The Manastash Ridge Observatory (MRO) is an astronomical observatory built in 1972 by the University of Washington. It is located in a remote area approximately 14 km west of Ellensburg, Washington, at an altitude of 3930' (1198 m), a longitude of 120.7278 degrees West, and a latitude of +46.9528 degrees, and can be reached by dirt roads from Ellensburg or Selah. The observatory features a 0.75 m Ritchey-Chrétien telescope built by Boller and Chivens. Currently, the observatory utilizes an Andor thermo-electrically cooled CCD camera in conjunction with the primary telescope. Initially used for professional and graduate research, the observatory is now used mostly by undergraduate students for instruction and research. For a brief time there was talk of stopping funding for MRO as the University of Washington Astronomy Department focus on the Apache Point Observatory, but funding did continue and MRO is still in use.

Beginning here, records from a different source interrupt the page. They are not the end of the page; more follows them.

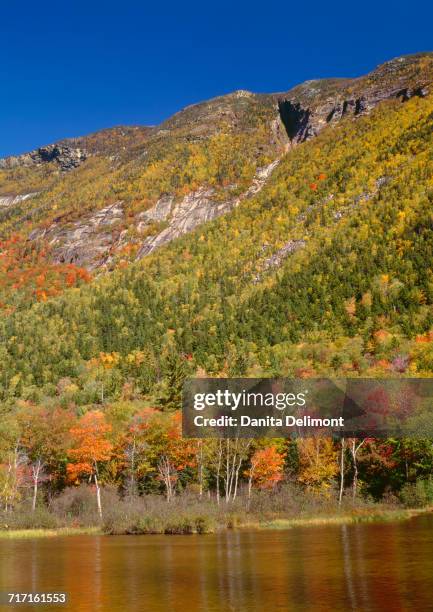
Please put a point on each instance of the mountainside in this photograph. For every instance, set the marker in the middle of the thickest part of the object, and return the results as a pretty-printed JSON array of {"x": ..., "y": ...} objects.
[{"x": 283, "y": 234}]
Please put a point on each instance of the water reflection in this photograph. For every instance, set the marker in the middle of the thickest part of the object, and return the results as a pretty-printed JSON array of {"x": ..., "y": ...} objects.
[{"x": 356, "y": 567}]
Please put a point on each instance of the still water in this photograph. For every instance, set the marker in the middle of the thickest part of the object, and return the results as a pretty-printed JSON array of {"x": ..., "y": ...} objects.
[{"x": 356, "y": 567}]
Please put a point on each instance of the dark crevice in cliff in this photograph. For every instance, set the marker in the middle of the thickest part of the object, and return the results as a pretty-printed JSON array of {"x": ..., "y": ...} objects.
[{"x": 296, "y": 119}]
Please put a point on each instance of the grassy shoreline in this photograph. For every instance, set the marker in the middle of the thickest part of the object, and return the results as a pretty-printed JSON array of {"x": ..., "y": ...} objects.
[{"x": 383, "y": 516}]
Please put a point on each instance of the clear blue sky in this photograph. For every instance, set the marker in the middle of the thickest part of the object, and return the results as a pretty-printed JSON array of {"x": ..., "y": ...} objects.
[{"x": 71, "y": 67}]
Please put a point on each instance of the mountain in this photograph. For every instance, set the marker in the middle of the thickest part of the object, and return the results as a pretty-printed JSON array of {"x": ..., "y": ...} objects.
[{"x": 283, "y": 234}]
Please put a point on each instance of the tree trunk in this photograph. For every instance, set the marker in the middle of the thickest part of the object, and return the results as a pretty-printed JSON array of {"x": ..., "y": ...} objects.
[
  {"x": 98, "y": 496},
  {"x": 36, "y": 470},
  {"x": 220, "y": 452},
  {"x": 340, "y": 496}
]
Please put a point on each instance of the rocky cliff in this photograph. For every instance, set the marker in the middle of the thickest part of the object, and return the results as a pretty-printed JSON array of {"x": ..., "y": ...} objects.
[{"x": 138, "y": 188}]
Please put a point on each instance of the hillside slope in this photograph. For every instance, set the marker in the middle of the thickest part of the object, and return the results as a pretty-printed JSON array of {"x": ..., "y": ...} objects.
[{"x": 325, "y": 269}]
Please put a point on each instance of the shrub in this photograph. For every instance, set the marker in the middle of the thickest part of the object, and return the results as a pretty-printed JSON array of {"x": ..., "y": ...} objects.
[{"x": 418, "y": 494}]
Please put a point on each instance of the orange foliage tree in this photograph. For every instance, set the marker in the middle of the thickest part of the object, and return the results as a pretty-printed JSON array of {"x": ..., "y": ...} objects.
[{"x": 91, "y": 446}]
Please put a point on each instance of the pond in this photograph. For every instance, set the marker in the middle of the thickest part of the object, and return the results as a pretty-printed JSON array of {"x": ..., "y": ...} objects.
[{"x": 387, "y": 566}]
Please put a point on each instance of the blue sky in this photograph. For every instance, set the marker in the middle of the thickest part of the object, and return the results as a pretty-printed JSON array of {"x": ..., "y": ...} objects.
[{"x": 71, "y": 67}]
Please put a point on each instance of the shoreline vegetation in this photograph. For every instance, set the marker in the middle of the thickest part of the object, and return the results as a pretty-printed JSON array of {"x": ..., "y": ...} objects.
[
  {"x": 381, "y": 516},
  {"x": 75, "y": 512}
]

The Manastash Ridge Radar (MRR) is located in the MRO building. MRR is a bistatic, passive radar controlled by the University of Washington's Radar Remote Sensing Laboratory (RRSL) led by Dr. John Sahr. MRR uses commercial FM radio broadcasts from Seattle to sense ionospheric turbulence, meteors, and airplanes. The receivers are located at the University of Washington and at MRO.

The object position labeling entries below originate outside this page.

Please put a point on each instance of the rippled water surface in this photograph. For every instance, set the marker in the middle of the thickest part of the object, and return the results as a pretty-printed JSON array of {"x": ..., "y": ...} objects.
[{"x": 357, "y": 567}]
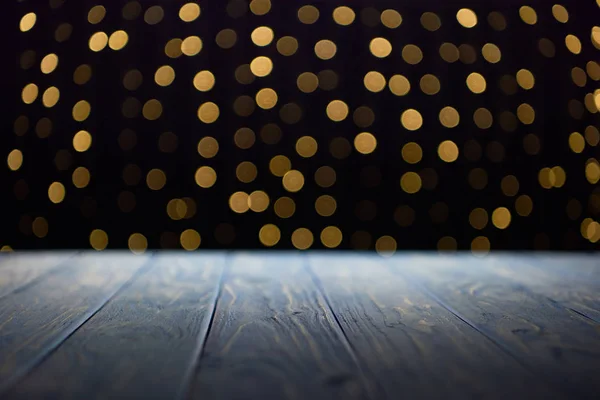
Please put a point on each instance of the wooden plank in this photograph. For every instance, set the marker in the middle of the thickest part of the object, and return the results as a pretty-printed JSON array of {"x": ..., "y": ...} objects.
[
  {"x": 34, "y": 321},
  {"x": 562, "y": 346},
  {"x": 408, "y": 343},
  {"x": 142, "y": 343},
  {"x": 571, "y": 280},
  {"x": 19, "y": 269},
  {"x": 274, "y": 337}
]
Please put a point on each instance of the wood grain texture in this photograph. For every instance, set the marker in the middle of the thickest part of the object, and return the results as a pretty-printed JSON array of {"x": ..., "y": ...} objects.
[
  {"x": 142, "y": 343},
  {"x": 409, "y": 344},
  {"x": 274, "y": 337},
  {"x": 19, "y": 269},
  {"x": 570, "y": 280},
  {"x": 34, "y": 321},
  {"x": 561, "y": 346}
]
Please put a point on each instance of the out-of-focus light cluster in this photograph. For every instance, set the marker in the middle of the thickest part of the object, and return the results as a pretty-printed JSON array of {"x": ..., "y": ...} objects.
[{"x": 284, "y": 129}]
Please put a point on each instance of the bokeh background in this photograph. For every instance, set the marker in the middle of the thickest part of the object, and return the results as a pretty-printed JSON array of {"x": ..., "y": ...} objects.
[{"x": 381, "y": 125}]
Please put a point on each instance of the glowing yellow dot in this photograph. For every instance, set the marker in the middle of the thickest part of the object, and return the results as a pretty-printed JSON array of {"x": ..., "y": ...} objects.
[
  {"x": 205, "y": 177},
  {"x": 491, "y": 53},
  {"x": 306, "y": 146},
  {"x": 98, "y": 41},
  {"x": 525, "y": 79},
  {"x": 449, "y": 117},
  {"x": 15, "y": 160},
  {"x": 501, "y": 217},
  {"x": 118, "y": 40},
  {"x": 208, "y": 112},
  {"x": 410, "y": 182},
  {"x": 411, "y": 119},
  {"x": 480, "y": 245},
  {"x": 262, "y": 36},
  {"x": 560, "y": 13},
  {"x": 391, "y": 18},
  {"x": 81, "y": 177},
  {"x": 380, "y": 47},
  {"x": 448, "y": 151},
  {"x": 399, "y": 85},
  {"x": 49, "y": 63},
  {"x": 293, "y": 181},
  {"x": 29, "y": 93},
  {"x": 164, "y": 75},
  {"x": 573, "y": 44},
  {"x": 343, "y": 15},
  {"x": 337, "y": 110},
  {"x": 208, "y": 147},
  {"x": 191, "y": 45},
  {"x": 82, "y": 141},
  {"x": 269, "y": 235},
  {"x": 476, "y": 83},
  {"x": 189, "y": 12},
  {"x": 365, "y": 143},
  {"x": 279, "y": 165},
  {"x": 261, "y": 66},
  {"x": 325, "y": 49},
  {"x": 27, "y": 22},
  {"x": 56, "y": 192},
  {"x": 81, "y": 110},
  {"x": 302, "y": 238},
  {"x": 238, "y": 202},
  {"x": 528, "y": 15},
  {"x": 137, "y": 243},
  {"x": 466, "y": 17},
  {"x": 576, "y": 142},
  {"x": 331, "y": 237},
  {"x": 189, "y": 239},
  {"x": 98, "y": 239},
  {"x": 412, "y": 153},
  {"x": 386, "y": 246}
]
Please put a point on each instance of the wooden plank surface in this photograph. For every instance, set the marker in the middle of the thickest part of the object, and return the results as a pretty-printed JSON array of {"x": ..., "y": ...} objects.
[
  {"x": 18, "y": 270},
  {"x": 143, "y": 344},
  {"x": 410, "y": 344},
  {"x": 562, "y": 346},
  {"x": 35, "y": 320},
  {"x": 274, "y": 337},
  {"x": 572, "y": 281}
]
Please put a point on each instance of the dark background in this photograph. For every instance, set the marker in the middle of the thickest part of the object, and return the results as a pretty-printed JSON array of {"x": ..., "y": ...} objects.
[{"x": 367, "y": 189}]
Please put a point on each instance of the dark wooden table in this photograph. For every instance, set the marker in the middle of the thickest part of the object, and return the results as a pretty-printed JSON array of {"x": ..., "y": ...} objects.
[{"x": 217, "y": 325}]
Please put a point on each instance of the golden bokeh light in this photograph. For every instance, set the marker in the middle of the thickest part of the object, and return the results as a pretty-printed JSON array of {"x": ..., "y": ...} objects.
[
  {"x": 325, "y": 49},
  {"x": 190, "y": 239},
  {"x": 448, "y": 151},
  {"x": 466, "y": 17},
  {"x": 98, "y": 239},
  {"x": 27, "y": 22},
  {"x": 293, "y": 181},
  {"x": 208, "y": 112},
  {"x": 56, "y": 192},
  {"x": 269, "y": 235},
  {"x": 98, "y": 41},
  {"x": 380, "y": 47},
  {"x": 205, "y": 177},
  {"x": 189, "y": 12},
  {"x": 302, "y": 238},
  {"x": 82, "y": 141},
  {"x": 262, "y": 36},
  {"x": 411, "y": 182},
  {"x": 343, "y": 15},
  {"x": 411, "y": 119}
]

In 2015 MRO was granted $59,999 from the University of Washington's Campus Sustainability Fund (CSF) in an effort to have the observatory run in a more eco-friendly manner. According to the project's Letter of Intent, the main goals were to reduce water and energy consumption. To conserve water they have installed a rainwater harvesting system that can hold 10000 USgal of water in its tank and can fully supply the MRO's water usage. To conserve energy they have installed two solar panels which will produce more than the necessary 20,000 kWh per year needed to sustain the observatory.

==The Telescope==

The MRO 30" is an f/13.5 telescope with achromatic focal reducing optics mounted approximately one inch behind the Cassegrain focus to create an effective focal ratio f/6.7. The focal reducing optics are optimized for the wavelength range of 3650-8520 Å. The field of view (using the Andor iKon-M 934 imaging camera attached to the telescope) is 8 x 8 arcminutes with a plate scale (using the default 2 x 2 binning) of 0.93 "/pixel.